Datum uitspraak: 18 juli 2007

AFDELING
BESTUURSRECHTSPRAAK

Uitspraak in het geding tussen:

[appellant], wonend te [woonplaats],

en

het college van burgemeester en wethouders van Heeze-Leende,
verweerder.

1. Procesverloop

Bij besluit van 14 november 2006 heeft verweerder aan appellant een revisievergunning als bedoeld in artikel 8.4, eerste lid, van de Wet milieubeheer geweigerd voor een pluimveebedrijf op het perceel [locatie] te [plaats]. Dit besluit is op 30 november 2006 ter inzage gelegd.

Tegen dit besluit heeft appellant bij brief van 4 januari 2007, bij de Raad van State ingekomen op 5 januari 2007, beroep ingesteld. De gronden zijn aangevuld bij brief van 9 februari 2007.

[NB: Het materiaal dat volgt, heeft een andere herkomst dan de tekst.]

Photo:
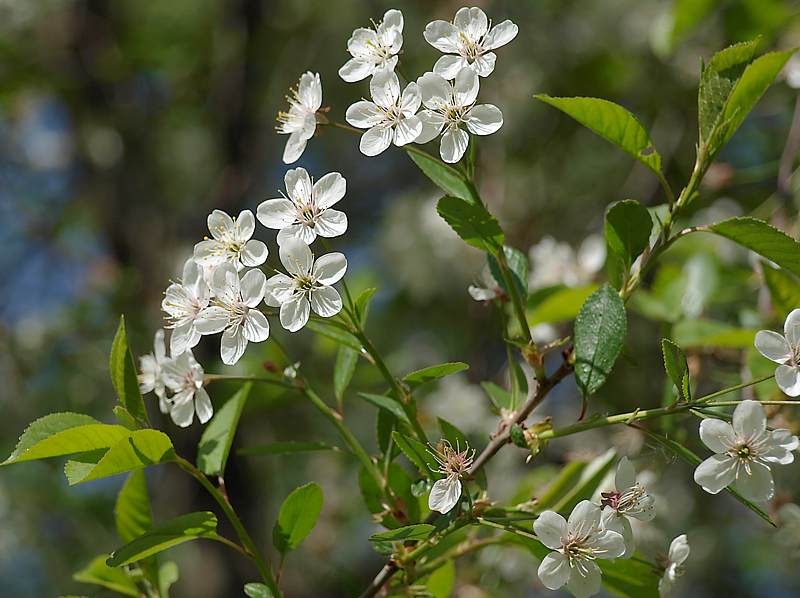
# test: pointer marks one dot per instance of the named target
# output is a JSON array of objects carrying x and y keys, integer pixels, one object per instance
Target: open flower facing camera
[{"x": 546, "y": 318}]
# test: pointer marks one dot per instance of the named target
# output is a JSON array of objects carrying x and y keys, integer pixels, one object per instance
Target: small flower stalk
[{"x": 454, "y": 464}]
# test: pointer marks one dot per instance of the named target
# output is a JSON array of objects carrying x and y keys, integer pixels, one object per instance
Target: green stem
[{"x": 247, "y": 542}]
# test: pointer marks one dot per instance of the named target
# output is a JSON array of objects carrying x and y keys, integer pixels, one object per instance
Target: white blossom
[
  {"x": 744, "y": 452},
  {"x": 306, "y": 212},
  {"x": 577, "y": 544},
  {"x": 231, "y": 242},
  {"x": 182, "y": 302},
  {"x": 374, "y": 49},
  {"x": 233, "y": 311},
  {"x": 673, "y": 566},
  {"x": 468, "y": 42},
  {"x": 784, "y": 350},
  {"x": 300, "y": 122},
  {"x": 307, "y": 285},
  {"x": 184, "y": 376},
  {"x": 454, "y": 464},
  {"x": 448, "y": 105},
  {"x": 151, "y": 366},
  {"x": 390, "y": 117},
  {"x": 628, "y": 500}
]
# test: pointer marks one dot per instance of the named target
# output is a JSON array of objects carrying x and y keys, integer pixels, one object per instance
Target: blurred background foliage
[{"x": 124, "y": 123}]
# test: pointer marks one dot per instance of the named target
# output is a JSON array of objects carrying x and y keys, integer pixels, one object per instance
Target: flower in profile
[
  {"x": 300, "y": 122},
  {"x": 785, "y": 350},
  {"x": 233, "y": 311},
  {"x": 577, "y": 543},
  {"x": 390, "y": 117},
  {"x": 184, "y": 376},
  {"x": 182, "y": 302},
  {"x": 448, "y": 105},
  {"x": 673, "y": 564},
  {"x": 468, "y": 42},
  {"x": 628, "y": 500},
  {"x": 306, "y": 286},
  {"x": 306, "y": 212},
  {"x": 487, "y": 289},
  {"x": 374, "y": 49},
  {"x": 744, "y": 452},
  {"x": 151, "y": 367},
  {"x": 231, "y": 242},
  {"x": 454, "y": 464}
]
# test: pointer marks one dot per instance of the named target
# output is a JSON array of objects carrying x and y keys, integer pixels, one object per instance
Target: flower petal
[
  {"x": 407, "y": 130},
  {"x": 717, "y": 435},
  {"x": 329, "y": 190},
  {"x": 758, "y": 486},
  {"x": 364, "y": 114},
  {"x": 232, "y": 345},
  {"x": 554, "y": 570},
  {"x": 500, "y": 35},
  {"x": 484, "y": 119},
  {"x": 449, "y": 65},
  {"x": 329, "y": 268},
  {"x": 715, "y": 473},
  {"x": 294, "y": 312},
  {"x": 749, "y": 418},
  {"x": 276, "y": 213},
  {"x": 550, "y": 528},
  {"x": 376, "y": 140},
  {"x": 254, "y": 253},
  {"x": 296, "y": 257},
  {"x": 788, "y": 379},
  {"x": 444, "y": 495},
  {"x": 773, "y": 346},
  {"x": 442, "y": 35},
  {"x": 454, "y": 144},
  {"x": 432, "y": 125},
  {"x": 331, "y": 223},
  {"x": 326, "y": 302},
  {"x": 255, "y": 327}
]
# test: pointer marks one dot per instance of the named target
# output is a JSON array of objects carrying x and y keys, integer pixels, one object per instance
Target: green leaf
[
  {"x": 434, "y": 372},
  {"x": 137, "y": 450},
  {"x": 285, "y": 448},
  {"x": 518, "y": 264},
  {"x": 420, "y": 531},
  {"x": 784, "y": 289},
  {"x": 35, "y": 443},
  {"x": 336, "y": 334},
  {"x": 612, "y": 122},
  {"x": 691, "y": 458},
  {"x": 447, "y": 178},
  {"x": 764, "y": 239},
  {"x": 168, "y": 534},
  {"x": 417, "y": 453},
  {"x": 500, "y": 397},
  {"x": 297, "y": 517},
  {"x": 132, "y": 510},
  {"x": 691, "y": 334},
  {"x": 599, "y": 336},
  {"x": 343, "y": 369},
  {"x": 472, "y": 222},
  {"x": 99, "y": 574},
  {"x": 716, "y": 82},
  {"x": 124, "y": 375},
  {"x": 257, "y": 590},
  {"x": 627, "y": 230},
  {"x": 215, "y": 443},
  {"x": 387, "y": 404},
  {"x": 560, "y": 306},
  {"x": 677, "y": 368},
  {"x": 755, "y": 80}
]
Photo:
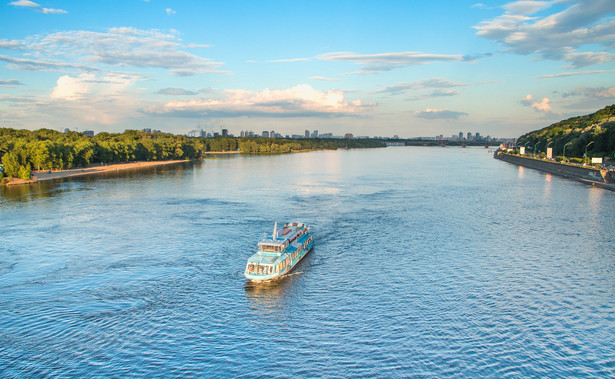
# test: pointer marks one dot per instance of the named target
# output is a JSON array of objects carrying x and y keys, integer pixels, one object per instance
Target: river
[{"x": 433, "y": 262}]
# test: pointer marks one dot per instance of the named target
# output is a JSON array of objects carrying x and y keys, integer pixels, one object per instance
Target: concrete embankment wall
[{"x": 567, "y": 171}]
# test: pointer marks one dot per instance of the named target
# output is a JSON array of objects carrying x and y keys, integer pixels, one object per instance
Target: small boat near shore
[{"x": 278, "y": 255}]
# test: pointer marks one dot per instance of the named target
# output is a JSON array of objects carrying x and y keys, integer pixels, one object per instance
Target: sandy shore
[{"x": 96, "y": 169}]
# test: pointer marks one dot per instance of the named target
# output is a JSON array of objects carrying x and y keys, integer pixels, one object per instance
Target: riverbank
[
  {"x": 585, "y": 174},
  {"x": 40, "y": 176}
]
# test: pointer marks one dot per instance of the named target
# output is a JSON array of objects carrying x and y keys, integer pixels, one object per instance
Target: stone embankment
[{"x": 585, "y": 174}]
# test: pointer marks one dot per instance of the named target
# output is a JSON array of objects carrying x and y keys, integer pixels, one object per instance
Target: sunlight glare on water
[{"x": 427, "y": 261}]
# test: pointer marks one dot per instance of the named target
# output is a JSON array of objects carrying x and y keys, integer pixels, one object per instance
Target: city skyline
[{"x": 399, "y": 68}]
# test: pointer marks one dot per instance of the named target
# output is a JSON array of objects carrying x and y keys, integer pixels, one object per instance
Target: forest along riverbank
[{"x": 39, "y": 176}]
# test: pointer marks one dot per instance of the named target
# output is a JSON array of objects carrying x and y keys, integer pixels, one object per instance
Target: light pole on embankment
[
  {"x": 586, "y": 150},
  {"x": 569, "y": 143}
]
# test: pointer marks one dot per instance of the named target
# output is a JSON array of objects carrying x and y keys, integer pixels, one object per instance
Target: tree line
[
  {"x": 596, "y": 130},
  {"x": 22, "y": 151}
]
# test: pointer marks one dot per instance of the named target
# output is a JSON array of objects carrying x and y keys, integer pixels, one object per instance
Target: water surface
[{"x": 427, "y": 261}]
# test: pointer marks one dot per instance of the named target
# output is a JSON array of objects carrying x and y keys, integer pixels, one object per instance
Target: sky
[{"x": 371, "y": 68}]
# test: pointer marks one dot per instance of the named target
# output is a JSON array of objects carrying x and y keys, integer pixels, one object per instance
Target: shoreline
[
  {"x": 584, "y": 174},
  {"x": 45, "y": 175}
]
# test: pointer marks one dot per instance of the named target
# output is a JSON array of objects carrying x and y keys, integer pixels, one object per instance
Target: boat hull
[{"x": 293, "y": 262}]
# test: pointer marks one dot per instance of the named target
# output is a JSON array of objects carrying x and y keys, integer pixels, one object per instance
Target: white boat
[{"x": 278, "y": 255}]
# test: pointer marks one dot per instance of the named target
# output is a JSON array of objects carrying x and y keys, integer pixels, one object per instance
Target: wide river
[{"x": 438, "y": 262}]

De Afdeling heeft de zaak ter zitting behandeld op 21 juni 2007, waar appellant bijgestaan door mr. G.R.A.G. Goorts, advocaat te Deurne, en verweerder, vertegenwoordigd door M.L. Hendrikx is verschenen. Tevens zijn [omwonende], en namens de Brabantse Milieufederatie, [gemachtigde] als partij gehoord.

2. Overwegingen

2.1. Op 1 juli 2005 zijn de Wet uniforme openbare voorbereidingsprocedure Awb en de Aanpassingswet uniforme openbare voorbereidingsprocedure Awb in werking getreden. Uit het daarbij behorende overgangsrecht volgt dat de bij deze wetten doorgevoerde wetswijzigingen niet van toepassing zijn op het geding.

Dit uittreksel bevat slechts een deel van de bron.